LE QUOTIDIEN DES TRAVAILLEURS

La CNPS a récemment tenu un symposium sur la prévention des risques professionnels. De nombreuses maladies professionnelles ne sont pas encore reconnues comme telles par cet organisme alors que les travailleurs en meurent ou sont handicapés à vie. Même lorsqu’il s’agit d’une maladie reconnue par la CNPS comme professionnelle, il est très difficile pour un travailleur de faire valoir ses droits.

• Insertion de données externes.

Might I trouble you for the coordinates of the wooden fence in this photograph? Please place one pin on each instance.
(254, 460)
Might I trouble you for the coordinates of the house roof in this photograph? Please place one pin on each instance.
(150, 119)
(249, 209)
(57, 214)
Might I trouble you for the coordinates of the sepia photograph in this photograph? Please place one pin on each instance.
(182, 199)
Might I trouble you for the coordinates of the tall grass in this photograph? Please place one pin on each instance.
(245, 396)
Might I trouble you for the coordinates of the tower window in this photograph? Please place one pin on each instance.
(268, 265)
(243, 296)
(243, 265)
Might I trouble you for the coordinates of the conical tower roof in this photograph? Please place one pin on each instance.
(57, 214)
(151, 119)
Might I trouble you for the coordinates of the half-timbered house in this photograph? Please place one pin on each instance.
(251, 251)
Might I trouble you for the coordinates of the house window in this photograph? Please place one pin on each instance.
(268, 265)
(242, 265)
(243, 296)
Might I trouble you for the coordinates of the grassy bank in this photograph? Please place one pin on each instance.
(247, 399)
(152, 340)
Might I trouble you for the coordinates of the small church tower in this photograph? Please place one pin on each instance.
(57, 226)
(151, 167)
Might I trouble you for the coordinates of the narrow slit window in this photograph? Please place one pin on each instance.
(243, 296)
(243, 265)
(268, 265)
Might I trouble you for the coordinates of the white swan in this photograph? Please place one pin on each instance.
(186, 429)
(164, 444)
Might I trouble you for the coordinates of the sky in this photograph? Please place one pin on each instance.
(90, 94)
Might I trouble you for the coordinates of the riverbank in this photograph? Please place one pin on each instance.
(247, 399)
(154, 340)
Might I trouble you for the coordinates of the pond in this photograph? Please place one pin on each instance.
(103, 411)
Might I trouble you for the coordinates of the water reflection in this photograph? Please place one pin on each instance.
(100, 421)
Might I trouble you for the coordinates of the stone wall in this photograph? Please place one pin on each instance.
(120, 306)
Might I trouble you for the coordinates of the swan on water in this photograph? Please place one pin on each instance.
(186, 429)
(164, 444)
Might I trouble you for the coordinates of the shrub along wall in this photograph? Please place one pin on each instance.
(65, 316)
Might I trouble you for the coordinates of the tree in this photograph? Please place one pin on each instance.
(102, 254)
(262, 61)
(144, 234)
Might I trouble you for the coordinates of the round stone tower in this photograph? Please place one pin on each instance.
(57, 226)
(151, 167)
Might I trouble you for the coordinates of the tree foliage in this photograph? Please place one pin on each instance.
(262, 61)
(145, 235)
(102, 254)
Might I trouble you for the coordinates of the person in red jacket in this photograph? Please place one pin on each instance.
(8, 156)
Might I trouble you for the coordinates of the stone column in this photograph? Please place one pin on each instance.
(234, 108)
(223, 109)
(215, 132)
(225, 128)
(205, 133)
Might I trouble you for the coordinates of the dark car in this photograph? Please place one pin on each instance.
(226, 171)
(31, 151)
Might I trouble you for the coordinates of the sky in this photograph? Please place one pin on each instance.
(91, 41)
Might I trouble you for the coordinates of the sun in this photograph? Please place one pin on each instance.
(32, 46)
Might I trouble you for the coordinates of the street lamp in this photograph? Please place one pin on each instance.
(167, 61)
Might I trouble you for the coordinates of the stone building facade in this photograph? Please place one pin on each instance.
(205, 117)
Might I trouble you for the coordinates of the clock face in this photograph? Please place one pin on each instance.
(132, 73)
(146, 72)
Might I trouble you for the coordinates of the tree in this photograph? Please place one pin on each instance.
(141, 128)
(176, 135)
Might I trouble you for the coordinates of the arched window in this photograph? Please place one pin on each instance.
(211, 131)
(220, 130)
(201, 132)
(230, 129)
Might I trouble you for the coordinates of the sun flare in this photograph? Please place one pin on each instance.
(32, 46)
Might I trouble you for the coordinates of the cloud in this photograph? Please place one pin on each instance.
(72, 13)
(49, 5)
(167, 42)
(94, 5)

Une maladie professionnelle selon la définition de la CNPS, « est une maladie contractée par le travailleur exposé de façon habituelle à l’action de certains agents nocifs dans l’exécution de son travail ». Trois conditions sont nécessaires pour prétendre avoir le droit d’être considéré comme atteint d’une maladie professionnelle. Le travailleur doit avoir été exposé pendant une certaine période, présenter les symptômes durant une certaine période après avoir changé ou quitté cet emploi ; la maladie doit figurer sur la liste des maladies professionnelles reconnues comme telles par la législation nationale.

La liste des maladies professionnelles était de 41 en 1957 (elle comporte par exemple des maladies comme la silicose, inhalation de poussière, sur les btp et les carrières ; asbestose, maladie pulmonaire consécutive à l’exposition à l’amiante). Puis, elle est passée à 42 en 1967 avec l’ajout des affections dues à l’exposition au bruit.

Depuis lors, ce n’est qu’en 2013, que trois autres maladies ont été ajoutées à cette liste. D’ailleurs, ce n’est que cette année, que par exemple des indemnisations ont été prévues par l’État pour les affections péri-articulaires provoquées par certains gestes et postes de travail et les affections chroniques du rachis lombaire provoquées par la manutention de charges lourdes et enfin pour les affections liées au travail du bois.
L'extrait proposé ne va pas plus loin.